Microbes can silence neurons as well. We studied anthrax, a skin infection in humans and livestock that does not cause any pain. Anthrax bacteria produce a toxin that acts on the nociceptors and blocks pain. It is fascinating that microbes can exploit different pathways not just to survive in the body, like in meningitis, but also to help them spread.
Can targeting pain pathways help treat infections?
There is a lot of promise there. By blocking CGRP, we can enhance immune responses against microbes. In fact, there are many drugs now on the market that block CGRP or its receptor RAMP1 to treat headaches and migraine. We can repurpose these drugs to treat infections. For example, in bacterial meningitis, we could use CGRP blockers to enhance antibiotic treatment. In addition, CGRP also regulates immune responses during invasive skin infections, such as necrotizing fasciitis. Necrotizing fasciitis is a horrible disease caused by aggressive Streptococcus pyogenes infection. We are interested in exploring the potential of using CGRP blockers to treat this infection.

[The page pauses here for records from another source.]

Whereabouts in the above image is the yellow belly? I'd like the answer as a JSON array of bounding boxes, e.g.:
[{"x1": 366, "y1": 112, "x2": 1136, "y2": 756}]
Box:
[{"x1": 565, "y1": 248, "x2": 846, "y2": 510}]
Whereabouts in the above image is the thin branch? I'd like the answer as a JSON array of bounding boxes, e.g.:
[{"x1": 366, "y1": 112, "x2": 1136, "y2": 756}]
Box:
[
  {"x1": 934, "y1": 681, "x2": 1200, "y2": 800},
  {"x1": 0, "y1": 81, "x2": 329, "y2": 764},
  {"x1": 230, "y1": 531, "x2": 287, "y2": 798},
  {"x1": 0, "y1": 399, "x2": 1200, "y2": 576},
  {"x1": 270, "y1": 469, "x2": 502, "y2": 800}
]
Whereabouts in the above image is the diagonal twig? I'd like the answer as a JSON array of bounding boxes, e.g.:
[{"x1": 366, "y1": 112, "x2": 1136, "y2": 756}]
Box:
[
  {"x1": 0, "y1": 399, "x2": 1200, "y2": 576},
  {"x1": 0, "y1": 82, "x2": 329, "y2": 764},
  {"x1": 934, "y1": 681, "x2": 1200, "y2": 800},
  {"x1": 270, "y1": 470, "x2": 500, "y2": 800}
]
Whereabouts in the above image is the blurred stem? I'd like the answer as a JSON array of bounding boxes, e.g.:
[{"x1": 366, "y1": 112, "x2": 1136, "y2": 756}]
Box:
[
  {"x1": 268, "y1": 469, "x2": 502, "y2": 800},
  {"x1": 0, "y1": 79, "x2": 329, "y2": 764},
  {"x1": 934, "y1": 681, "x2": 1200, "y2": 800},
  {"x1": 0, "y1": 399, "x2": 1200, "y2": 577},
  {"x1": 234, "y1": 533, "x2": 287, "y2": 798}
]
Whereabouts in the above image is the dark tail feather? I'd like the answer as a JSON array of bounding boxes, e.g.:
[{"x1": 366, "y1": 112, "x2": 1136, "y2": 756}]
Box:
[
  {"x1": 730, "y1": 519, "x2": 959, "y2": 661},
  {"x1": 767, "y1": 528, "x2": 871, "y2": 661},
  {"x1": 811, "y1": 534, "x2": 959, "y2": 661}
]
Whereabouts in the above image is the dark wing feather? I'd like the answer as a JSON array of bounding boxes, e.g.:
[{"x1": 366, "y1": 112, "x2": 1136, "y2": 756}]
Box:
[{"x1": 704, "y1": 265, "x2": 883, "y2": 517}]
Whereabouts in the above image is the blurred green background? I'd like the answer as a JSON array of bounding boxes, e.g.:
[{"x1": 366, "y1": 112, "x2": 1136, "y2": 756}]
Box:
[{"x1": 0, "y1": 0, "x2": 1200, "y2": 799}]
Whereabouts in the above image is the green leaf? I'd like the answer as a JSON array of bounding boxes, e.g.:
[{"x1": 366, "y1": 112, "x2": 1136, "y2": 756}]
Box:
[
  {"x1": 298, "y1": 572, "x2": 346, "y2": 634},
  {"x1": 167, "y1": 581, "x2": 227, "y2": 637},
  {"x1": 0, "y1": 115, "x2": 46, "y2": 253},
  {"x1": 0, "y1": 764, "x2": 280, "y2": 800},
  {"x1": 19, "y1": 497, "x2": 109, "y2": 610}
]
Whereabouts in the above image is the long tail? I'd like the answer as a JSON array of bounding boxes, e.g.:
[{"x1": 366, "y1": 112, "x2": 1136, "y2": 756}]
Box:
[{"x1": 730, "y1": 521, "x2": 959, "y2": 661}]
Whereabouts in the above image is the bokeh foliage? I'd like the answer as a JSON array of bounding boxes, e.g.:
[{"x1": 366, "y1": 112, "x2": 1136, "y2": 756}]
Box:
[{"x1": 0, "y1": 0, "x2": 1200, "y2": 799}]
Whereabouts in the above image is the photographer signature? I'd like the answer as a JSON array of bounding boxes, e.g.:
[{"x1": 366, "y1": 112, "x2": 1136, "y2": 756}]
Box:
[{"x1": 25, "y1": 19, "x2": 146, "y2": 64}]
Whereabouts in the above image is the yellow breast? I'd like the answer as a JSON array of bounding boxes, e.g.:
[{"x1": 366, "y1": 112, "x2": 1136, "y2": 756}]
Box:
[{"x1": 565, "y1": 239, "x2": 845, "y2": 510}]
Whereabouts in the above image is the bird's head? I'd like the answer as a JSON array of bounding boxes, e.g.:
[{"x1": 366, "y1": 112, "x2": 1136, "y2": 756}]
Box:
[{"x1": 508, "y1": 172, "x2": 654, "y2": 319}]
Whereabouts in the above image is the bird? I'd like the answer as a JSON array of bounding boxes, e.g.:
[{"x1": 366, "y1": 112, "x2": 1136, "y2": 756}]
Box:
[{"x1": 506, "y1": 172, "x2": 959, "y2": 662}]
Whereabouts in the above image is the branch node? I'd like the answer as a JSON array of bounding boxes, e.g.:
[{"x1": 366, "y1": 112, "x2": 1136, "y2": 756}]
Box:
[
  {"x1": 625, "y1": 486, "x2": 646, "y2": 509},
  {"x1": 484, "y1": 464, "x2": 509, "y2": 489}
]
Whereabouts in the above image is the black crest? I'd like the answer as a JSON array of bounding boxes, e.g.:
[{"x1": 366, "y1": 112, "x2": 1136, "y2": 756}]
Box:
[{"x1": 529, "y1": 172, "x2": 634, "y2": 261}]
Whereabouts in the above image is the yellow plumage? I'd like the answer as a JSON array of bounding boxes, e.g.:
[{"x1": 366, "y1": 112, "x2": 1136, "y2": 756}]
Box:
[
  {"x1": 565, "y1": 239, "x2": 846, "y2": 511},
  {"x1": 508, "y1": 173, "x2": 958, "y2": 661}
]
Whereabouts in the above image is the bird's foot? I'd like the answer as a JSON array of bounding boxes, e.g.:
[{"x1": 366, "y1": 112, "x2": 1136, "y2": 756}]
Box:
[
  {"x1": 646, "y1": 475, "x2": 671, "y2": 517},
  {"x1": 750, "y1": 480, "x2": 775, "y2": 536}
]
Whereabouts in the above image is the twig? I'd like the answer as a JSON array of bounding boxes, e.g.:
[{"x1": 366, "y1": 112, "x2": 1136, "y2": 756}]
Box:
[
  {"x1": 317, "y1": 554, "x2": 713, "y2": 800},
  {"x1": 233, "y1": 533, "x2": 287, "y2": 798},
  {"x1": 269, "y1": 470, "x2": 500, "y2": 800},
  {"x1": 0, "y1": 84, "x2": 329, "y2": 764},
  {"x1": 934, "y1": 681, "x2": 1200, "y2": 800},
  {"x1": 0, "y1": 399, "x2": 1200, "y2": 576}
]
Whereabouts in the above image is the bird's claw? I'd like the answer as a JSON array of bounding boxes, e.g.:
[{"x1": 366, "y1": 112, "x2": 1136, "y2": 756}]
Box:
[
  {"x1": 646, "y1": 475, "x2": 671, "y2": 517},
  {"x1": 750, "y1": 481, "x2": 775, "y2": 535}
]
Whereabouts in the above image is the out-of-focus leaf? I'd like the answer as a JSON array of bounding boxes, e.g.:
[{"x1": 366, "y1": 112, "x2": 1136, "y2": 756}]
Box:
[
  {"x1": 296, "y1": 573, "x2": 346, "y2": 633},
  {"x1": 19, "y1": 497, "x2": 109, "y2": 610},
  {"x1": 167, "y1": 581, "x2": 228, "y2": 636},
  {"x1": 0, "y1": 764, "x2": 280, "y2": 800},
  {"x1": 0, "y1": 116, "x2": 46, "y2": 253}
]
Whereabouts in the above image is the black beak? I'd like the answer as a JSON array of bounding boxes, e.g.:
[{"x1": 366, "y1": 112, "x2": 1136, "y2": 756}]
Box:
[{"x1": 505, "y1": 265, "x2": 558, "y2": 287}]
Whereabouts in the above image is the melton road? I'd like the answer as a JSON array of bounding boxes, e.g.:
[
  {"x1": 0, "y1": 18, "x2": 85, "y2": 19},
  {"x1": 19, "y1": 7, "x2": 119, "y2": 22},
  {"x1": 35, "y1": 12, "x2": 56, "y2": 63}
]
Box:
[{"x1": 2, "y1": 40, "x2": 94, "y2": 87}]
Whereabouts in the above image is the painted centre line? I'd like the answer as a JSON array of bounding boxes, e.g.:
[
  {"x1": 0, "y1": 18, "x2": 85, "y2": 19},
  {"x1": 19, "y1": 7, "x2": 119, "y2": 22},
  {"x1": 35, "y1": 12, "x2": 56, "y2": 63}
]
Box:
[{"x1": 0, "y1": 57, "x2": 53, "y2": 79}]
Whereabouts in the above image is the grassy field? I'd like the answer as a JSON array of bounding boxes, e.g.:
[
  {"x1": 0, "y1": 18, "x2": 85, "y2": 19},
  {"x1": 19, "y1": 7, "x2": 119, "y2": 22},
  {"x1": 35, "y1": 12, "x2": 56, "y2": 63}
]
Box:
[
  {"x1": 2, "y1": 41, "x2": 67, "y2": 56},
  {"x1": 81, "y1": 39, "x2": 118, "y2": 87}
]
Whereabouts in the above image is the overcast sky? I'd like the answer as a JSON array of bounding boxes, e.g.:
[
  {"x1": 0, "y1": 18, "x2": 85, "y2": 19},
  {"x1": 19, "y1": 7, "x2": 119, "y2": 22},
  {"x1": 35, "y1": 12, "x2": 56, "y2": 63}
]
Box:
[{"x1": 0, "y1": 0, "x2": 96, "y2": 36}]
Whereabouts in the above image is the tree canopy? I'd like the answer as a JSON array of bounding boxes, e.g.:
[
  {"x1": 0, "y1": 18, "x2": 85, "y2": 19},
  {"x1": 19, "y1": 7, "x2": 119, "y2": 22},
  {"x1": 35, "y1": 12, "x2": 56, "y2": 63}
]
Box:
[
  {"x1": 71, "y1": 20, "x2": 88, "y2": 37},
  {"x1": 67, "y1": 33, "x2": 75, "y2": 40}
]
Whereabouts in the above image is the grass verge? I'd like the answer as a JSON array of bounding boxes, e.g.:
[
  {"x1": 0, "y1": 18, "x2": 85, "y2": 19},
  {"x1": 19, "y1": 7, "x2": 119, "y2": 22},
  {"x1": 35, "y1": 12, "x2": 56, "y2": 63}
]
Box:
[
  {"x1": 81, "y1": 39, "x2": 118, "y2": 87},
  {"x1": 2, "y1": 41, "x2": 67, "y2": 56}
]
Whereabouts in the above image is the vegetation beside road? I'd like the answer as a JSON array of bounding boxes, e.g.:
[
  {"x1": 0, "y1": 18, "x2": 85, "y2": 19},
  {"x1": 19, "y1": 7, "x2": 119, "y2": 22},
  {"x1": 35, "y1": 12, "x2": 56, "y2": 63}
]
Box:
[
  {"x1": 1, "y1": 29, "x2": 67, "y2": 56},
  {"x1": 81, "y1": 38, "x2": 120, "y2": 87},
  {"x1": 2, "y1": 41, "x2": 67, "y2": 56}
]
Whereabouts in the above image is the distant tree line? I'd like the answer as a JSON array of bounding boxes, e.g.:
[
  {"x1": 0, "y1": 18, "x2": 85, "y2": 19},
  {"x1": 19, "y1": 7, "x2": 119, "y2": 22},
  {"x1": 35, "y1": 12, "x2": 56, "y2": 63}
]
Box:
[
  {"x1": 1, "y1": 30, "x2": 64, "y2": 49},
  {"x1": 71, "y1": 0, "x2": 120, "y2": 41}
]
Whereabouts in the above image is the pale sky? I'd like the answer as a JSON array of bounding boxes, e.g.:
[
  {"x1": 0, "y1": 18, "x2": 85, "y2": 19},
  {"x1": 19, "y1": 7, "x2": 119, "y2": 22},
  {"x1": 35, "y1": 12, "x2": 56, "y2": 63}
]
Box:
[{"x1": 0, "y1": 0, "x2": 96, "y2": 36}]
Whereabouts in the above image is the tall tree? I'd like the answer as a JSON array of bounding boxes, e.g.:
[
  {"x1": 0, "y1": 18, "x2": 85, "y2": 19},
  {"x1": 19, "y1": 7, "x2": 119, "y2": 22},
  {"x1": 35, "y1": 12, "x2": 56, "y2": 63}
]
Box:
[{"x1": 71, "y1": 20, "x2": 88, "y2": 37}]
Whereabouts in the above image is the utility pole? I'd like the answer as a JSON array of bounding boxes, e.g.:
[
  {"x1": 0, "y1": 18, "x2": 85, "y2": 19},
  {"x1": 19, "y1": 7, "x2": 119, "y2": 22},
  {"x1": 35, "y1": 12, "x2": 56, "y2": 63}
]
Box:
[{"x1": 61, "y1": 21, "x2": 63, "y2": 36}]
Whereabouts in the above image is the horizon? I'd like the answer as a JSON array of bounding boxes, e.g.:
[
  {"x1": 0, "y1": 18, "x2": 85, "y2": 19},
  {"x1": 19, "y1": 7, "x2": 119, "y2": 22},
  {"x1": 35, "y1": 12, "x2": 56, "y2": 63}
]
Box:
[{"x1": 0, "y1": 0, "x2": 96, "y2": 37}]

What is the most exciting aspect of this research?
I'm excited about how microbes affect neurons. The interaction between microbes and neurons plays a role in pain and in the gut-brain axis, where gut microbes affect the brain. We think it affects many different neurological diseases such as Alzheimer's disease, Parkinson's disease, and depression. Interestingly, some evolutionary biologists working with Caenorhabditis elegans found that neurons might be the most ancient defense against pathogens. These microbe-neuro-immune circuits may have evolved to protect us or to activate when we're sick. It is essential to gain insights into the underlying causes of neurodegeneration and infection.
This interview has been condensed and edited for clarity.